Nous avons vu qu’il y a en fait des « abstractions » nouvelles, dans notre cas la «
compétence de communication », qui ne sont la propriété de personne. Chaque
domaine des sciences humaines va travailler à sa façon cette nouvelle abstraction,
lorsqu’elle semble importante et productrice. Il ne saurait y avoir pour la DLE une
filiation noble, celle des sciences du langage, et une filiation bâtarde, celle des
sciences de l’éducation. La DLE doit être ouverte à toutes propositions nouvelles
issues de cet ensemble. Ce n’est pas faire justice à la didactique des langues de
rejeter sa filiation éducationnelle. Les didacticiens canadiens (Stern, 1983), les
linguistes anglo-saxons (Palmer, 1917 ; Halliday, 1964) ont insisté sur la nécessité de
reconnaître la légitimité des sciences de l’éducation pour la didactique des langues. Il
serait tout aussi erroné de refuser la filiation des sciences du langage. Il me semble
plus approprié de parler de focalisation ou de mode de recherche dominant. Il est
indéniable que lorsque l’on se pose des questions sur le fonctionnement de
l’acquisition des langues, on va se trouver plus proche des méthodes des sciences
du langage que des sciences de l’éducation. Mais si ce type de recherche s’inscrit
réellement en didactique des langues, il n’est pas possible qu’elle ignore
complètement sa finalité éducationnelle. Cela peut se produire, on aboutit alors à des
objets/produits qui ne sont pas utilisables comme tels par les utilisateurs, et c’est
normal puisqu’ils n’ont pas été faits pour eux.

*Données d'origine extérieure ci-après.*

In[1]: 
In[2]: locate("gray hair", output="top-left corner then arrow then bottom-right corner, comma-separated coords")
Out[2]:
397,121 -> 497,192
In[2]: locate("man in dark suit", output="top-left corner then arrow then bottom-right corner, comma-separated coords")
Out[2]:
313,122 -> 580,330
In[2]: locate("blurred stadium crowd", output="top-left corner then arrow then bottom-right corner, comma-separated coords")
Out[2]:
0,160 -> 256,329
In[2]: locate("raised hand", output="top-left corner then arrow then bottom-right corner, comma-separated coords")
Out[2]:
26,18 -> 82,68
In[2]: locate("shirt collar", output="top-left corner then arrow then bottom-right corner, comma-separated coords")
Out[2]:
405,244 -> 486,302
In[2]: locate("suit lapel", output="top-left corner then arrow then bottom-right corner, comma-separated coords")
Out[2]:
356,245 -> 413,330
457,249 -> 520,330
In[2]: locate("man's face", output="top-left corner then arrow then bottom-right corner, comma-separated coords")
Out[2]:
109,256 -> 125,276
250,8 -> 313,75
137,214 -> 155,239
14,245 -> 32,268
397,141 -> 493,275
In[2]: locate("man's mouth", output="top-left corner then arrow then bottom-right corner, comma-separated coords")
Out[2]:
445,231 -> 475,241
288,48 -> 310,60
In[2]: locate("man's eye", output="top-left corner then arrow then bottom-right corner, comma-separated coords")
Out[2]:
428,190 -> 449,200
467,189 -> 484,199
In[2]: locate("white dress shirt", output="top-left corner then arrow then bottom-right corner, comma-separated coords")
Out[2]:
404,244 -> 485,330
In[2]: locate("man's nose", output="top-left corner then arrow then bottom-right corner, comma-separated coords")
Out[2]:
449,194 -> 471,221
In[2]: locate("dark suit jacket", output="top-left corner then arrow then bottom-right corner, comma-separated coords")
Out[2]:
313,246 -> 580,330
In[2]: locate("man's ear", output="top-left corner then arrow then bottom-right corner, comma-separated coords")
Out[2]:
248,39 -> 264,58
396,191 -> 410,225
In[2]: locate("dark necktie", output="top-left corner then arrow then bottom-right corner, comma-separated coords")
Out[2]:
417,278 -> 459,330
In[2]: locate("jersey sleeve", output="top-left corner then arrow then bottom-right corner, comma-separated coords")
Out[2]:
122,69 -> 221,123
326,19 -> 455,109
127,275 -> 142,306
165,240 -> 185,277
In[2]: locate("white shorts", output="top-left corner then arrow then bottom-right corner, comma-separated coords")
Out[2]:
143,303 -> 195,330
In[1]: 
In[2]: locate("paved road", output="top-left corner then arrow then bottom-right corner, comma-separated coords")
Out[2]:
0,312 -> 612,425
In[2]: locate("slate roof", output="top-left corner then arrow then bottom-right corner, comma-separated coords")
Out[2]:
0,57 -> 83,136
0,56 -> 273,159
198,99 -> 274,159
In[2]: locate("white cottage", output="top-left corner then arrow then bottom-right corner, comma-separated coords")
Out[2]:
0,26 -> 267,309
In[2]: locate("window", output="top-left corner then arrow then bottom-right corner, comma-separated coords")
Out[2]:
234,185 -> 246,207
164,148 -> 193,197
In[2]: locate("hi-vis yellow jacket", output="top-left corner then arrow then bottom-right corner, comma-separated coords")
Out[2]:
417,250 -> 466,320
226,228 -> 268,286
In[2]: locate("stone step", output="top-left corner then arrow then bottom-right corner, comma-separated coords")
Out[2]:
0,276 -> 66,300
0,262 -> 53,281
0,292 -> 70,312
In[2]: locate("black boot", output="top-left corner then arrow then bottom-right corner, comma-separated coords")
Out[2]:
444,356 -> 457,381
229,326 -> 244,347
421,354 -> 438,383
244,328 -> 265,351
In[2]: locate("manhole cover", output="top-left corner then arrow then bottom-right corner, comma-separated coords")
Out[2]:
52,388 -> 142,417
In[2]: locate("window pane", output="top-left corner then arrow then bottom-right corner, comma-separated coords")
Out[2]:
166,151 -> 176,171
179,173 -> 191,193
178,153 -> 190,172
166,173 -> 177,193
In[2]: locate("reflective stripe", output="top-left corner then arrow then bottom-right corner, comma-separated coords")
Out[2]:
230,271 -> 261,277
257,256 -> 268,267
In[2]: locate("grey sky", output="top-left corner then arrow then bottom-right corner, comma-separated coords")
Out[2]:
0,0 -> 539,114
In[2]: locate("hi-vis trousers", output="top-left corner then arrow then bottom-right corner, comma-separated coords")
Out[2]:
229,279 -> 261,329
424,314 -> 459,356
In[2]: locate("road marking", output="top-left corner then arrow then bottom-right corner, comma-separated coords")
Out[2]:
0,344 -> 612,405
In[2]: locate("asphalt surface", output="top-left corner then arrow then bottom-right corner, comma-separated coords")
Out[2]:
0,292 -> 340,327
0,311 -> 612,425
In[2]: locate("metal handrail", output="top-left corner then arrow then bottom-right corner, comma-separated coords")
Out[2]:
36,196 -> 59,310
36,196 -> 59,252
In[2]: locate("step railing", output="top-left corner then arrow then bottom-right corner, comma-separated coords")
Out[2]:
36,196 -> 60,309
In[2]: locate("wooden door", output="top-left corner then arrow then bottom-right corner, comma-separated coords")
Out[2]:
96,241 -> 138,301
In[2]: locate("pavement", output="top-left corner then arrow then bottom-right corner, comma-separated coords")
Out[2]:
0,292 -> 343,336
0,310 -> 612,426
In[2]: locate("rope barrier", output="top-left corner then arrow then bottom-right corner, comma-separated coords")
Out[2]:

Par contre, lorsque l’on s’intéresse à la
méthodologie, il paraît évident que l’on se situe plutôt dans le champ des sciences
de l’éducation. Mais là aussi il n’est pas possible d’ignorer les sciences du langage,
sous peine de bavardage du café du commerce. La variété des approches est
nécessaire à la démarche de recherche en didactique des langues. Cela signifie que
les démarches utilisées par d’autres disciplines, aussi valides soient-elles dans leur
champ respectif, n’ont pas de validité absolue. Les nouvelles orientations en
sciences du langage et en sciences de l’éducation rendent possibles des interactions
fructueuses et nécessaires entre spécialistes de domaines différents. L’exemple des
recherches sur l’évaluation de la compétence montre que la centration sur le locuteur
et l’interaction peut constituer un point de conjonction (cf. D. Coste, 1996 qui propose
une « linguistique appliquée conjonctive ») et d’enrichissement pour la didactique
des langues et les sciences du langage.